Screenshot of a post circulating on X. (Source: X/Modified by Logically Facts)
By early July 2024, similar posts appeared on Facebook, where the narrative received slightly less attention than on X but was still widely spread.
"It's destroying our economy," one of the posts (archived here) stated.
In fact
The actual data from the U.K. government paints a very different picture. According to the Department for Work and Pensions (DWP), the proportion of working-age non-UK nationals claiming benefits is significantly lower than that of U.K. nationals. As of November 2020, approximately 16 percent of working-age benefit claimants were non-UK nationals, while 84 percent were U.K. nationals.
It is important to note that the DWP does not seem to hold such specific statistics post-2021; it has only published immigration figures and issued National Insurance cards – nothing on benefits.
However, the idea that the total cost of welfare for immigrants reaches close to £500 billion annually is inaccurate. The entire social security budget for all residents in the U.K. is much less than this amount.
A DWP spokesperson told Logically Facts that the total amount paid to benefit claimants was £225.20 billion in 2022-23 and clarified that non-British or Irish citizens can only claim publicly funded benefits if they have been granted access by the Home Office.
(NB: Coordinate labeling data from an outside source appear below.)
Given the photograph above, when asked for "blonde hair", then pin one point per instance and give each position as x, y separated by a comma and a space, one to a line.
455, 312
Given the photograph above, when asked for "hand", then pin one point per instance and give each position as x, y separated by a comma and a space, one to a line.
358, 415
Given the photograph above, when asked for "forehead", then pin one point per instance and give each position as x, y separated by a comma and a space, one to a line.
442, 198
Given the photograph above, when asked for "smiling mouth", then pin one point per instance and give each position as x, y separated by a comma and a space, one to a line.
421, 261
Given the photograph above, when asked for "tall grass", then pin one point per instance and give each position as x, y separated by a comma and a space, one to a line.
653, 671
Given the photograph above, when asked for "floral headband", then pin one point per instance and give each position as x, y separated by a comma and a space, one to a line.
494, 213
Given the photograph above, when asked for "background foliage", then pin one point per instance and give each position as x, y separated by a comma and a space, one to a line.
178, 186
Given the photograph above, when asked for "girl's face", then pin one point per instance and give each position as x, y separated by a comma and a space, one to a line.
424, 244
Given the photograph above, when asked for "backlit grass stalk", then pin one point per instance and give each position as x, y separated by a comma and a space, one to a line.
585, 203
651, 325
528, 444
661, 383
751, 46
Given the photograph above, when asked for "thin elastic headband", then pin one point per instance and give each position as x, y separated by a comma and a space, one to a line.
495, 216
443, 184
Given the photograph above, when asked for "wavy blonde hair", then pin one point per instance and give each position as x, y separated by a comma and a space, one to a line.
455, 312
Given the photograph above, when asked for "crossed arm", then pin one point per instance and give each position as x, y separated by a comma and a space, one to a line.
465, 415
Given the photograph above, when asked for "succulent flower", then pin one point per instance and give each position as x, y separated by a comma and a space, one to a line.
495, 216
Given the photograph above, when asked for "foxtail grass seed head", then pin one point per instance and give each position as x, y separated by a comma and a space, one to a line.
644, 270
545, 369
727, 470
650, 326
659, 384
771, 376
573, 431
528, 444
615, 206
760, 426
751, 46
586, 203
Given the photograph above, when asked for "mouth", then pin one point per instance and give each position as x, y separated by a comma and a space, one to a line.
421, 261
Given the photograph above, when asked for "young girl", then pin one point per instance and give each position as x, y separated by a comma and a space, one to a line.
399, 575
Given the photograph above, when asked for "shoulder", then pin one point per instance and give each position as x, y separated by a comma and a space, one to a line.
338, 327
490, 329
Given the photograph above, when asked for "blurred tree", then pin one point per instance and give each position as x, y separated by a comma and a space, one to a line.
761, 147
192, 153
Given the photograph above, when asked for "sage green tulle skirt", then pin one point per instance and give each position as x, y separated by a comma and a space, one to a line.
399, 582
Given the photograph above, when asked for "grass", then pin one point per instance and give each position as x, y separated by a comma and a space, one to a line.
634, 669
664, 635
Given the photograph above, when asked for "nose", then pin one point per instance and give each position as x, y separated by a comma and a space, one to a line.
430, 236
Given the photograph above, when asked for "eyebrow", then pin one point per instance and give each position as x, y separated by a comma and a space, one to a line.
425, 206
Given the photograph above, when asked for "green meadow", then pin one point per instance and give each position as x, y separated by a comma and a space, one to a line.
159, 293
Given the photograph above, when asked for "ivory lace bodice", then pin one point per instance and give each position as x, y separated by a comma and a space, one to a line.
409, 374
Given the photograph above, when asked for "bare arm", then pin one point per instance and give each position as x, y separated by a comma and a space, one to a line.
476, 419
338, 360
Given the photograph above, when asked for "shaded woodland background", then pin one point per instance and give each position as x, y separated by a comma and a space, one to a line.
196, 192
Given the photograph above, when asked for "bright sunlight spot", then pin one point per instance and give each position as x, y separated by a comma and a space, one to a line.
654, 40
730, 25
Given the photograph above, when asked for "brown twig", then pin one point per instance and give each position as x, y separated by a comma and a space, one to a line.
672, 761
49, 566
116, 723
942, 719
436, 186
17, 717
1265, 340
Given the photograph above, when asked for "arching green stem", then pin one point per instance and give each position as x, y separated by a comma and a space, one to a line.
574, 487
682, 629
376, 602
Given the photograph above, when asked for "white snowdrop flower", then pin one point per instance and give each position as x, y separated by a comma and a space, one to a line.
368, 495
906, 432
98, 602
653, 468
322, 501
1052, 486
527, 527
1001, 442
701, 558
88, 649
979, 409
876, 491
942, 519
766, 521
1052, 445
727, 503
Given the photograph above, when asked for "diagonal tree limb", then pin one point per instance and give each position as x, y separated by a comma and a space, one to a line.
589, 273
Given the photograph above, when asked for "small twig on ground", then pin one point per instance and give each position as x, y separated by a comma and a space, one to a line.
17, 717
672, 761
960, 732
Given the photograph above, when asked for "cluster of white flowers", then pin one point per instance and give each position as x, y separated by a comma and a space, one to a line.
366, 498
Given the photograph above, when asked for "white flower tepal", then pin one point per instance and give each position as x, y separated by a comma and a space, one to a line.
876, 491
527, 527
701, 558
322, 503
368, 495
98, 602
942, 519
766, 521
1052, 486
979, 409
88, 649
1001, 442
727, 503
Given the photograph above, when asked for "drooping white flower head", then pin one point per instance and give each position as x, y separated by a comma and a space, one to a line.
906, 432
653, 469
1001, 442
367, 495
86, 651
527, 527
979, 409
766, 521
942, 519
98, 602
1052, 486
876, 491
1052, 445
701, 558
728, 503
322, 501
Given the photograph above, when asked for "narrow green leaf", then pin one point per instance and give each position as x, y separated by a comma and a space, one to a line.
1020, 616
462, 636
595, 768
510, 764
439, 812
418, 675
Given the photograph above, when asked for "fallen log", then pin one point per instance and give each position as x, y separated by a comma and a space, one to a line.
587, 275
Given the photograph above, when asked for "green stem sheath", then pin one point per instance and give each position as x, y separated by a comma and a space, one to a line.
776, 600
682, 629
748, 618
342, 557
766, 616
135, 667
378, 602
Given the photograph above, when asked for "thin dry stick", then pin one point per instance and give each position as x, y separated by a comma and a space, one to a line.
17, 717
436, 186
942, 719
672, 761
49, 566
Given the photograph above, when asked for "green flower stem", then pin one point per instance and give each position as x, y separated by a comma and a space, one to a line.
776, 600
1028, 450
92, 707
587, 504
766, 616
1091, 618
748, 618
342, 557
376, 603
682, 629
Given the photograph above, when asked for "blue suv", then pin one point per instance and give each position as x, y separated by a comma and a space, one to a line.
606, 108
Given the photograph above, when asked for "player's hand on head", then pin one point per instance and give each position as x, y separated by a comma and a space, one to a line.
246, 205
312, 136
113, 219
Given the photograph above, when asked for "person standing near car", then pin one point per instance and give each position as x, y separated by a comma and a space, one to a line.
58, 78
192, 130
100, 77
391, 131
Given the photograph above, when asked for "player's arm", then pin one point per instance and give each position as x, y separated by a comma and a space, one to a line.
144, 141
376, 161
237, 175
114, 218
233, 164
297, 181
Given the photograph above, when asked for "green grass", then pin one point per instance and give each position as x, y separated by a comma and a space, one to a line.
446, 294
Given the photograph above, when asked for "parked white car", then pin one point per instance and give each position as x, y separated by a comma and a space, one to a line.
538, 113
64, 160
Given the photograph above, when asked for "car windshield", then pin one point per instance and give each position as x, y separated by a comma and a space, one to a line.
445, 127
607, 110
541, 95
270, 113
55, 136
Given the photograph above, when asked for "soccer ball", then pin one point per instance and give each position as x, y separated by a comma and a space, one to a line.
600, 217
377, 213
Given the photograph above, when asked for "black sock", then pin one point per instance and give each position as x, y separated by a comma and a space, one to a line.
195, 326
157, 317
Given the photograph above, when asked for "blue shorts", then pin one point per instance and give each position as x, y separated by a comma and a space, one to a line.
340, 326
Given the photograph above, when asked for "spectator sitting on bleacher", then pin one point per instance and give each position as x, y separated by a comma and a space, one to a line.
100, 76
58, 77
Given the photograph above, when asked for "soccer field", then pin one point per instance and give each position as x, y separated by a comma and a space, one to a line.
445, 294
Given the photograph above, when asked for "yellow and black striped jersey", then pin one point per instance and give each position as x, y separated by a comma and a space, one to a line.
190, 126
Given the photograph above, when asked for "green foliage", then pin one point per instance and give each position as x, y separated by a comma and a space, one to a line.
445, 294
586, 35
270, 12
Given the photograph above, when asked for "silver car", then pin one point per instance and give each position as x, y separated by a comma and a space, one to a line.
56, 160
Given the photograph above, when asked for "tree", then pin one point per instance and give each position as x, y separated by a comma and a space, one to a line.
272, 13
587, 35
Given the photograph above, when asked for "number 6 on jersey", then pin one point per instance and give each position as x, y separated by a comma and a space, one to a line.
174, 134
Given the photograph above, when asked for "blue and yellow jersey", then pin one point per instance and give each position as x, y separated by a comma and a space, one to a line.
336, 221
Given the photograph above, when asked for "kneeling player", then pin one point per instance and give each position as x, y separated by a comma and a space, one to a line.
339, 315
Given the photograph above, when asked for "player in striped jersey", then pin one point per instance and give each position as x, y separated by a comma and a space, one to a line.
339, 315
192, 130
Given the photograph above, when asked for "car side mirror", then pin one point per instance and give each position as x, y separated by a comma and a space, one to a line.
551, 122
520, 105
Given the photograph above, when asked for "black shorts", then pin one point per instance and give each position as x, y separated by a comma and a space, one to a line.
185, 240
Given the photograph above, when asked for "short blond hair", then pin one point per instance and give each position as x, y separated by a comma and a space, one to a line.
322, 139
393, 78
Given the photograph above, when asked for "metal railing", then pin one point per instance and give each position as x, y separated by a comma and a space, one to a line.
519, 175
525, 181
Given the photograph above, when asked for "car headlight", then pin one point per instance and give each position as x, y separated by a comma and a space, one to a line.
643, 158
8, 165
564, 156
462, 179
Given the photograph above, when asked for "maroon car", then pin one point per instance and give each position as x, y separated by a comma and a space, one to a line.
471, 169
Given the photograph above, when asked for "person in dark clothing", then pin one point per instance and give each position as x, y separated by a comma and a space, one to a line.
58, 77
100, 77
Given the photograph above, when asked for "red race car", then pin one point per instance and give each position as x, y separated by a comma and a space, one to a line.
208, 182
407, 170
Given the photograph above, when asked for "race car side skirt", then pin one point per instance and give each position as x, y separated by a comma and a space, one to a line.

In 2018, the Migration Advisory Committee (MAC) commissioned research by Oxford Economics. The research demonstrated that EEA migrants consistently contributed more in taxes than they received in benefits and public services.
For instance, the average U.K.-based EEA migrant contributed approximately £2,300 more to public finances annually than the average U.K. adult in the financial year 2016/17. Over their lifetime in the U.K., an EEA migrant arriving in 2016 is expected to contribute a net positive amount of £78,000.
Moreover, the findings indicated that EEA migrants contributed a total net positive amount of £4.7 billion to U.K. public finances in the 2016/17 fiscal year alone.
The verdict
The claim that 80 percent of immigrants in the U.K. remain dependent on welfare, which costs £50,000 per person annually and totals close to £500 billion, is false.
(Correction: This article was updated on September 25, 2024, to remove the name of the DWP spokesperson who provided background information to Logically Facts.)